Port Nicholson is an arm of the Cook Strait, covering some 70 km2, with a narrow two-kilometre wide entrance at its southern end between Pencarrow Head and the Miramar Peninsula.
The harbour is of seismic origin, and a major earthquake fault lies along its western shore. At the northern end of the harbour lies the narrow triangular plain of the Hutt River, which largely follows the line of the earthquake fault to the northeast. The city of Lower Hutt is located on this plain.
At the southwest of the harbour are two large bays, Evans Bay and Lambton Harbour, the latter of which is the port of the city of Wellington, New Zealand's capital city. The city's suburbs spread around the hills overlooking the west and southwest of the harbour, and across the small coastal flats to the Miramar Peninsula.
To the east of the harbour lie several small bays, most of which are populated by small coastal communities. the largest of these townships is Eastbourne, directly to the east of the northern tip of the Miramar Peninsula.
Three small islands are located in the harbour.
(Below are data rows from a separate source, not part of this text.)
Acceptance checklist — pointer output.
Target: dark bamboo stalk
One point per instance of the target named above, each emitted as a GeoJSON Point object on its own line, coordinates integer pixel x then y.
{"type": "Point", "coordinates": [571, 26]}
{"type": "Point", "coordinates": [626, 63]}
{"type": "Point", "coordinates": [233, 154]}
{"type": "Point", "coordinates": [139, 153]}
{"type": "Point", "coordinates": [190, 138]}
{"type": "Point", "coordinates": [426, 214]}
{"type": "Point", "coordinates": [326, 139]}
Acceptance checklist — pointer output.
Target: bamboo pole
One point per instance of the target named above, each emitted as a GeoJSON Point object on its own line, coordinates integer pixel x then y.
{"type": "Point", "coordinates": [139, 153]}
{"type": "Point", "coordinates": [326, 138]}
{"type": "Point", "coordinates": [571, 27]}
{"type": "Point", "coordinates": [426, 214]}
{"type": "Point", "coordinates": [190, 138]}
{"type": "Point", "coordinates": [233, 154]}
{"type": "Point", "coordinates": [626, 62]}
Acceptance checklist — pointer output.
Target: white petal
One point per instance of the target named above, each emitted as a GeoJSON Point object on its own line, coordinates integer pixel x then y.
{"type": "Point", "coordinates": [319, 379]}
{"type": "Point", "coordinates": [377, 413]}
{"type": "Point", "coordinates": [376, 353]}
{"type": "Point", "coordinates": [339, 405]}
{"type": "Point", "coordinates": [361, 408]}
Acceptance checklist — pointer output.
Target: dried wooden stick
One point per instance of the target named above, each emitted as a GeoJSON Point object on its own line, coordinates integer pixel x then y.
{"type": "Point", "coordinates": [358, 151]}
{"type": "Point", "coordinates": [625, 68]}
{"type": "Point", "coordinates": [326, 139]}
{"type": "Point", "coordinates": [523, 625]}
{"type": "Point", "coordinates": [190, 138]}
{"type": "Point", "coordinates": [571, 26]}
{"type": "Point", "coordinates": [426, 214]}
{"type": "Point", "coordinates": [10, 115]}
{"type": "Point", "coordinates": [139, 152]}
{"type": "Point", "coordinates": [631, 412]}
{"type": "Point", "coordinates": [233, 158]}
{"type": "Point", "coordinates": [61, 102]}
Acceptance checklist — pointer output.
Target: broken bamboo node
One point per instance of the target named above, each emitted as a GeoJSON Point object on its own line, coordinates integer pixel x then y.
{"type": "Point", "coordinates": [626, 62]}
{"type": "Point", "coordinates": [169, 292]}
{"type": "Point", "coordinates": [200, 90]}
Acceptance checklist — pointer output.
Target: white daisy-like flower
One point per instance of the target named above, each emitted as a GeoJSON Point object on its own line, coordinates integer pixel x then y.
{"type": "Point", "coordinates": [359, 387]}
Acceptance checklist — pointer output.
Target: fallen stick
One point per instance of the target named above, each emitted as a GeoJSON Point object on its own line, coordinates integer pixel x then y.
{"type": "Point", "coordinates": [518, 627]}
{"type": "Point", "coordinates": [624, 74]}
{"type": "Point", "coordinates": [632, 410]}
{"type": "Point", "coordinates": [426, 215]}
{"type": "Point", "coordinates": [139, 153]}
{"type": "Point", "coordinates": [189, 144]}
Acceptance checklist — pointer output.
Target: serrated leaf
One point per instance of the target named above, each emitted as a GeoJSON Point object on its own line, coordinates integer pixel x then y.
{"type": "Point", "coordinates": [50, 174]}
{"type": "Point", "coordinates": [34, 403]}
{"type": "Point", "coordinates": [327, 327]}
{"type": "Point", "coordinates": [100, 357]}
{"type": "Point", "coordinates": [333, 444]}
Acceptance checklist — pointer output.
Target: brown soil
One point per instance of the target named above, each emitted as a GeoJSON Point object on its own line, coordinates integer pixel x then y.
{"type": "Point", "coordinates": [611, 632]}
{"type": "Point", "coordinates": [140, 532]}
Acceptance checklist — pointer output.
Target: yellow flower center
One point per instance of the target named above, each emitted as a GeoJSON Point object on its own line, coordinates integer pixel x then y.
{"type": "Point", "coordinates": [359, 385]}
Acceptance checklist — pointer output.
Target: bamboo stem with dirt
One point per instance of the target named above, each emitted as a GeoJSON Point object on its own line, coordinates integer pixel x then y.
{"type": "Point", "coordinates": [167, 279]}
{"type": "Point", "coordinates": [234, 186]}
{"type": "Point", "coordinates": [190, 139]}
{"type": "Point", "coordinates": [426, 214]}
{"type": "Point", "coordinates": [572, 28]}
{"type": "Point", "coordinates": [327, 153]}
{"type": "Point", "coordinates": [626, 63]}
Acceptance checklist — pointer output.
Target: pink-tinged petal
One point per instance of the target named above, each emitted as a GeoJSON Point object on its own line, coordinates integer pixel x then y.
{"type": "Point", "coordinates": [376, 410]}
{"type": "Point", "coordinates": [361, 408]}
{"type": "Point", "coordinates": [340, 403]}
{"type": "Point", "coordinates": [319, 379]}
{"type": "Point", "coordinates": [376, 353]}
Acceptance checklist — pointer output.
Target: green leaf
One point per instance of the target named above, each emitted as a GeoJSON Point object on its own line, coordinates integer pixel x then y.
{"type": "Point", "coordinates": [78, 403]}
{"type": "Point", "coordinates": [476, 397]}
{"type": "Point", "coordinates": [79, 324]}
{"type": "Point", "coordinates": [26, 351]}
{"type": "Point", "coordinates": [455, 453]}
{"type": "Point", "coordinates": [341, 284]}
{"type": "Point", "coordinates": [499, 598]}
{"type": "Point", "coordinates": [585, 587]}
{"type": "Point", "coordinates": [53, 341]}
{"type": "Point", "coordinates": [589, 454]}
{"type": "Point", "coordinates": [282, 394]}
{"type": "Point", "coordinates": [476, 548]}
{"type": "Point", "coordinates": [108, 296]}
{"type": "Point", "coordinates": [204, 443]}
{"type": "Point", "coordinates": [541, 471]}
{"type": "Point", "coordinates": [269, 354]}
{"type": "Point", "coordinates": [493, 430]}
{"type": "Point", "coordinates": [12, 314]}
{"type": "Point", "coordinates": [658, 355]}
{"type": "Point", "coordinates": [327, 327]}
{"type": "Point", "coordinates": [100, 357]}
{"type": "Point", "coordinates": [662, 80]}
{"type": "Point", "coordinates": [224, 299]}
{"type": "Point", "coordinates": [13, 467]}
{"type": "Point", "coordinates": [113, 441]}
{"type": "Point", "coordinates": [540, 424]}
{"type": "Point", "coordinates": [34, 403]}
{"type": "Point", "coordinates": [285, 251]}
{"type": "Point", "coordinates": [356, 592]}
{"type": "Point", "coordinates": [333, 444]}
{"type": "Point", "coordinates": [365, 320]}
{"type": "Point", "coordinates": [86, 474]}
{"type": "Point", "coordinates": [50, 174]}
To the south, close to Eastbourne, is Ward Island. Further north, close to the centre of the harbour, is the larger Matiu/Somes Island, to the north of which is the tiny Mokopuna Island.
The entrance to the harbour can be quite dangerous, especially since the Cook Strait to the south is notoriously rough. Close to the harbour's entrance lies Barrett's Reef, its rocks breaking the water's surface at low tide. It was here, in 1968 that the inter-island ferry Wahine grounded during a storm, with the loss of 51 lives.
The early Maori name for the inlet, is Te Whanganui-a-Tara (either "The big harbour of Tara" or "The big harbour between the peaks"). The term is now usually used to represent the city of Wellington itself.
During the early years of European colonisation, the Port became a focus for settlement. The original site chosen for what is now the city of Wellington was at Petone, close to the foreshore of Lower Hutt. A settlement was established there in early 1840, but the swampy land was unsuitable for development, and the settlement (originally called Britannia but soon changed to Wellington) was moved to the present site of Wellington city later the same year.